エンブレムはアイデアではない

五輪エンブレム騒動については、内容はともかく既に多くが語られていますが、ようやく当事者筋からのコメントが出てきました。

五輪エンブレム当初案「劇場ロゴと似てない」 審査委員 (朝日新聞デジタル2015年8月26日記事)

これまで散見された議論と同様に、審査委員は今回の争点となった五輪エンブレムとベルギーの劇場のマークについて「現在の案では考え方も成り立ちも異なり、違うものといえる。」と説明しています。

また、上記の記事では「『似ているのではないか』という問題になると、多くの人の意識は、形に集中しやすい。今回、見る側とデザイン界の潮流のギャップが現れた」との記述もあります。

ところで、著作権法は創作的表現を保護し、商標法は知覚の客体(標章)に化体した信用を保護するとされます。今回の場合、表現・知覚の客体とは、視覚に訴えるもの、すなわち「(色彩も含めた)形」です。

そして、法による保護は、原則として、その「形」の創作の裏付けとされる論理付け、つまり説明を受けて論理的に了解される、抽象的な価値については感知しません。「考え方」や「成り立ち」は、あくまで外観として看取されなければ意味が無い、とされるのです。

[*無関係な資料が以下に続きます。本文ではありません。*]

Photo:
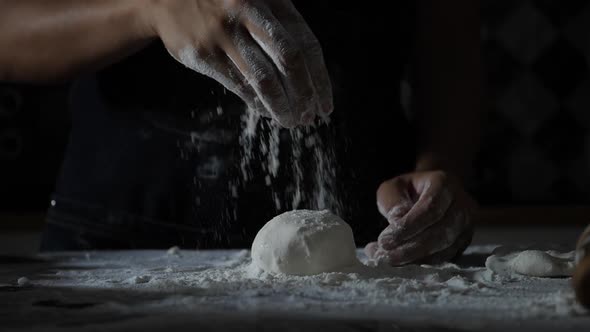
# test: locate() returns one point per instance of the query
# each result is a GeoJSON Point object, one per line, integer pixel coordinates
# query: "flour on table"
{"type": "Point", "coordinates": [304, 242]}
{"type": "Point", "coordinates": [534, 263]}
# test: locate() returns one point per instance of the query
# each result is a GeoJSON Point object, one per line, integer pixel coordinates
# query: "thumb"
{"type": "Point", "coordinates": [394, 198]}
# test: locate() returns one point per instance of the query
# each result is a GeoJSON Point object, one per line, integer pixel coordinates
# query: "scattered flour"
{"type": "Point", "coordinates": [226, 281]}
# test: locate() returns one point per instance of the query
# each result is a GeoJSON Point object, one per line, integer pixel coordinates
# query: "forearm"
{"type": "Point", "coordinates": [447, 85]}
{"type": "Point", "coordinates": [45, 40]}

この考えに基づけば、上記記事における見解は、「見る側とデザイン界の潮流のギャップ」のみならず、法の予期するところからも外れている、ということになります。

ただし、その外観の「似ている・似ていない」の判断については、著作権法・商標法それぞれに、恐らく一般の常識には馴染みにくいであろう独自の基準があります。それら基準に照らして、今回のエンブレムが権利侵害を構成すると直ちに決めつけることはできない、と言えるでしょう。